In this algorithm, we observe that the time it takes to run increases in a linear manner. This means that as the size of the input grows, the running time also grows at the same rate. We can say that the running time scales linearly with the input size.

For example, on a smartphone, the algorithm may be executed in 4 ms, while on a supercomputer, it may be executed in 1 ms. The exact time values don’t matter for this algorithm because the running time depends on the underlying machine. We need to focus on the fact that the running time scales linearly (O(n)) with respect to the input size. We can see that 10 items are processed in 1 ms, 20 items in 2 ms, and if we process 100 items, they are processed in 10 ms. This indicates that the running time scales linearly (O(n)) with the input size, which means it will work fine.
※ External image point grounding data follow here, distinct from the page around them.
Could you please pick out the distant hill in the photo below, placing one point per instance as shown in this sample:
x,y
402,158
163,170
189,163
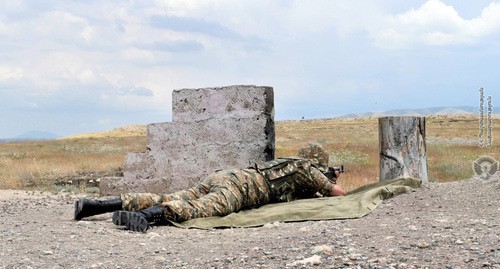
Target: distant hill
x,y
417,112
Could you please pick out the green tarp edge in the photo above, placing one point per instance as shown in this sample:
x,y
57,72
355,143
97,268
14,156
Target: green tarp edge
x,y
356,204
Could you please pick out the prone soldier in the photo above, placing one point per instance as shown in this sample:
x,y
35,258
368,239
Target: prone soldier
x,y
224,192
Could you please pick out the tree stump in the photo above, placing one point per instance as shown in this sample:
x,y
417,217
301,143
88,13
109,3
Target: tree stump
x,y
402,148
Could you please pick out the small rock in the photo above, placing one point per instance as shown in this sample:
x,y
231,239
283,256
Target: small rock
x,y
423,244
314,260
321,249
And this is why we don’t care about the exact times but rather the linear running time of the algorithm.

Remember, we aim for the linear running time algorithms!!!

Now, let’s consider the next sorting algorithm # 2

Sorting Algorithm # 2 Sorting 10 times -> 1 ms Sorting 20 times -> 4 ms Sorting 100 times -> 100 ms

In algorithm #2, while 10 items take 1 ms, when we try to sort 20 items, it takes 4 ms instead of the ideal 2 ms. This indicates that we have four times the running time with double the input size. If we sort 100 items, it takes 100 ms, which is much higher than the original time for 10 items.
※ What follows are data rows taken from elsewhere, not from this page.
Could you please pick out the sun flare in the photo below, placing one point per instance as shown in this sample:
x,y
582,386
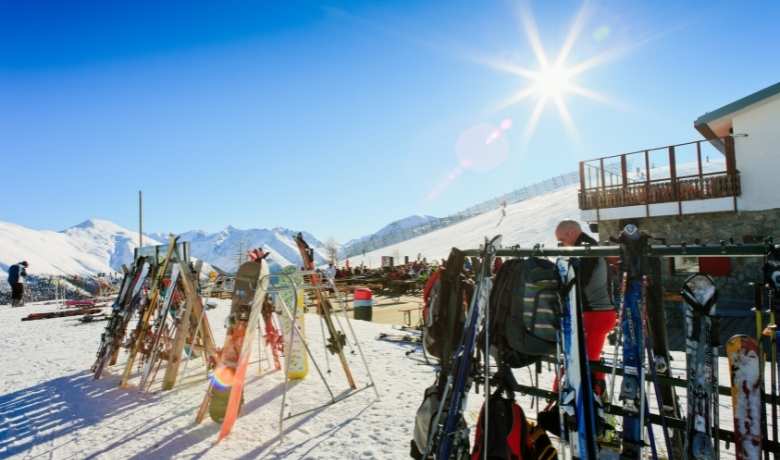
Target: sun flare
x,y
552,82
553,79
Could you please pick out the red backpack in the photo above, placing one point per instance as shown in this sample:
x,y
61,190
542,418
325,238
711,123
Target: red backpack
x,y
510,435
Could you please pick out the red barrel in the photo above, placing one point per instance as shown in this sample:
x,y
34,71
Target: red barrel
x,y
363,294
363,304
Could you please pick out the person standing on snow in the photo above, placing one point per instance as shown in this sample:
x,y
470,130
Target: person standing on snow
x,y
16,276
599,316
Based on this, we can conclude that the running time of algorithm #2 scales quadratically with the input size.

Therefore, we prefer algorithm #1, which has a linear running time, over algorithm #2, which has a quadratic running time.

When we analyze and choose the most efficient solution among different algorithms, we need to perform an Asymptotic Analysis. This analysis helps determine how algorithms will scale with larger inputs and make predictions about their efficiency. It aids in understanding the inherent complexity of problems and designing efficient algorithms to solve them.

In conclusion, the analysis of algorithm complexity, represented by the Big O notation, allows us to understand how algorithms perform in terms of time and space. By examining the scalability of algorithms with different input sizes, we can make informed decisions about their efficiency and choose the most suitable solution for a given problem.

Asymptotic analysis plays a crucial role in this process, enabling us to determine how algorithms will behave as input sizes grow and make predictions about their performance.

By understanding the inherent complexity of problems and designing algorithms that efficiently tackle.

Thank you for reading! and Happy Learning!!!